Real Closures in Python

by chromatic

I missed this trick a while back, but for everyone who has to program in Python and misses actual working closures, close over a container variable or use a function attribute. jjlinuxland's Modifying a Counter in a Closure and the comments explain more.

Now to play with lambda to see if this trick makes them more useful....


1 Comments

Jeremy Jones
2006-11-28 07:11:49
I'd really like to see an example of using closures for which there is not a better "Pythonic" alternative. The website you've given is using a list and an inner function to maintain some state for something calling the function. I think this particular case would be much better written using generators. For example

def counter(start):


"""Create a counter starting at ``start``."""


while 1:
start += 1
yield start


if __name__ == '__main__':
c = counter(5)
for i in range(3):
print c.next()


In this case, the generator maintains some state for the function. The difference is that the the "Modifying a Counter in a Closure" example returns a function which you call each time in the loop. My example returns a generator and you have to call its .next() method.

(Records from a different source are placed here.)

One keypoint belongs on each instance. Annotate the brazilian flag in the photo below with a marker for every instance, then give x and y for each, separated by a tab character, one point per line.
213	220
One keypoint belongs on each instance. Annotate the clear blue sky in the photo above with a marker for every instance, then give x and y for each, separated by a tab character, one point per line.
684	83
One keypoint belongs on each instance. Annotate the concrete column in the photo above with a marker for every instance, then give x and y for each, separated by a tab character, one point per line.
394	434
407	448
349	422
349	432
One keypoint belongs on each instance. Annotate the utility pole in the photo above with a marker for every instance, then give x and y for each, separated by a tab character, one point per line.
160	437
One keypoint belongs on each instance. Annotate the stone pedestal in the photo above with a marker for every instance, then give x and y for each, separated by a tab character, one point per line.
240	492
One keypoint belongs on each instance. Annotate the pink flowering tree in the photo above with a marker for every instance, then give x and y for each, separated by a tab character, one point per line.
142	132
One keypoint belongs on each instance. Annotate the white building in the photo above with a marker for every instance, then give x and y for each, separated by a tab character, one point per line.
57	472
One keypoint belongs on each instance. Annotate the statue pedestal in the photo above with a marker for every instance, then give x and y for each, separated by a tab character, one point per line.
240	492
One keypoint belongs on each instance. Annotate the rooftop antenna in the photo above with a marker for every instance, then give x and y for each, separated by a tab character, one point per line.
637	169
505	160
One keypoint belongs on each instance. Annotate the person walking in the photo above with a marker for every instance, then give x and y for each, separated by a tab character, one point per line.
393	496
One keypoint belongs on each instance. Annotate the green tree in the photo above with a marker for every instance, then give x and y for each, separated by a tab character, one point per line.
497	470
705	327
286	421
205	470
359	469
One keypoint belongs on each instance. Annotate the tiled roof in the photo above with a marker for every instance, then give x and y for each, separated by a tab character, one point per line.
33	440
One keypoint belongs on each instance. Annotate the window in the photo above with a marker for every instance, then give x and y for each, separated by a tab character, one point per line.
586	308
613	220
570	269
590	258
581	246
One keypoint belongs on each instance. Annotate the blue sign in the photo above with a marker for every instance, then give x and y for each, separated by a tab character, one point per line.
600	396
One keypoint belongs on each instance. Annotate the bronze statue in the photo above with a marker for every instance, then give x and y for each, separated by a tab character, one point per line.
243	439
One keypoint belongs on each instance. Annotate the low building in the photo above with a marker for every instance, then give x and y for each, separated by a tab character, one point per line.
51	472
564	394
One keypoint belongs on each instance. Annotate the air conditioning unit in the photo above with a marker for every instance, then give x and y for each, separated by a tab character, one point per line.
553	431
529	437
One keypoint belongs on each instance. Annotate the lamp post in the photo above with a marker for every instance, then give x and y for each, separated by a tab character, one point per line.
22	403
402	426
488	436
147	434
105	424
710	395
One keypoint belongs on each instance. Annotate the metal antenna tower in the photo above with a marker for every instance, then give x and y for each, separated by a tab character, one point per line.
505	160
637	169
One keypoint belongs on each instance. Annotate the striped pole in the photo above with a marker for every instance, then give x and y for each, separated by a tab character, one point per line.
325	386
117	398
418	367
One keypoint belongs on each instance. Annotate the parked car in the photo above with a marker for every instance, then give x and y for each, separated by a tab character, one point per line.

Again, I'd love to see an example of a closure which Python doesn't have a more elegant alternative for. I'm not dinging closures. Maybe I'm dinging Python's clunky implementation of closures. Doing closures in Python with functions (including lambdas) seems clunky compared to, say, blocks in Ruby. That's why I will almost always reach for generators or list comprehensions (or something simpler) to accomplish the same sort of task.


If someone wants to post an elegant closure in Python, I'd love to see it. (Not saying they don't exist. Just saying I'd love to see it).